La protectora Popi - 5 de Septiembre.
Yurisnay Febles Abreus, vela por la seguridad y la salud en la Termoleléctrica de Cienfuegos. /Fotos: Karla Colarte

Yurisnay Febles Abreus, vela por la seguridad y la salud en la Termoleléctrica de Cienfuegos. /Fotos: Karla Colarte

Si Usted llega a la Termoeléctrica de Cienfuegos como visitante o como trabajador novel y necesita acceder a las “unidades”, deberá, sin dudas, y autorización mediante, comunicarse con Yurisnay, para recibir una instrucción sobre seguridad industrial y dotarse de casco, botas especiales y otros medios, porque allí le conceden toda prioridad a la protección.
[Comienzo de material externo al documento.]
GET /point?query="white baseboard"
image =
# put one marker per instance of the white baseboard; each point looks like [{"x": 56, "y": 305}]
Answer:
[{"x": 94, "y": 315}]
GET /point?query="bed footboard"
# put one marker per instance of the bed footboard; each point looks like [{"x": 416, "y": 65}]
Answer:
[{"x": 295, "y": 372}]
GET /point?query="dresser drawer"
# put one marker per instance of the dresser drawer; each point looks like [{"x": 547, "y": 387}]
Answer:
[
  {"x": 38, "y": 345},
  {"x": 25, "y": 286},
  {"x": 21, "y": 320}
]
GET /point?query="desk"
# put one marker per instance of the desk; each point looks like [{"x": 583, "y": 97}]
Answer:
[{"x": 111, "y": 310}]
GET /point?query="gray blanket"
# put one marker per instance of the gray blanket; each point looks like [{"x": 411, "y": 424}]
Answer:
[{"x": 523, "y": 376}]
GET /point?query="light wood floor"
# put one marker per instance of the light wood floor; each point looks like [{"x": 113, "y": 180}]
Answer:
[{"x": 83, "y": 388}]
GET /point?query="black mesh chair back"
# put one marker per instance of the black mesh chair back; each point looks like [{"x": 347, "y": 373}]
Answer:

Pero por ese nombre seguro no la encontrará, ahora, si pregunta por Popi, de inmediato le indicarán el camino.

Tras un overoll azul, casco, botas, y un aparente carácter fuerte, se esconde una joven sensible, que gusta de bailar, ver series, pasar el tiempo en casa con la familia, los amigos. Técnico medio en Mecánica de la Industria del Petróleo, se preparó en el Instituto Politécnico 5 de Septiembre para trabajar en la Refinería de Cienfuegos, de la época cuando se soñaba con la ampliación de esa industria. Sin embargo, no se frustró, siguió adelante, a pesar de que al terminar la carrera no encontró ubicación allí donde esperaba.

“En el año 2013, recién graduada, fui ubicada en la Termoeléctrica, en el taller de Mecánica, y pasado un año y medio me vinculé al área de Seguridad y Salud del Trabajo. Ya son 5 años de trabajo en este centro en el que he logrado encontrar mi lugar como trabajadora, he aprendido mucho y del que espero más en el futuro.

“Yo tengo una bronca diaria aquí”, dice y sonríe porque para ella la seguridad de quienes allí trabajan es ya cotidiano: “Yo entro a trabajar a las 6 y 15 de la mañana, pero no tengo hora de salida. Vengo todos los sábados y, si es preciso,  el domingo. A este trabajo hay que tenerle amor, se trata de la vida de seres humanos, indicador que prestigia a esta empresa”.

Y es que la Termoeléctrica resulta una industria que observa la seguridad de quienes allí trabajan, ya sea en la explotación y generación de energía eléctrica; como en las labores de mantenimiento, reconstrucción o modernización, períodos en los que concurren varias brigadas a la vez, la mayoría hombres rudos, soldadores, mecánicos, ingenieros, acostumbrados todos a la lidia con los fierros, y no a que una mujer les exija por los medios de protección.

“La protección contra incendios es también otra de las tareas de este cargo, tema importante por las grandes cantidades de combustible que se manejan en la planta. Ahora está en plena modernización una de las unidades , y se renuevan los sistemas automáticos de detección de incendios, dotados de alarmas sonoras,  lumínica. En caso de que se encienda el indicador en la sala de control, de inmediato se activan las brigadas y el dispositivo; pero siempre van primero nuestros trabajadores. Ellos están instruidos y capacitados para actuar, conformados en brigadas”.

Y no por capricho insisto en llamar a Popi, la protectora. Esa muchacha que desanda las unidades y talleres, observando por el uso de cascos, botas especiales, espejuelos, guantes… avisando a obreros y técnicos que llegan por primera vez, que trabajarán en espacios confinados, estrechos, profundos, con poca iluminación, que de cuánto se cuiden dependerá el éxito de trabajar con calidad y vida.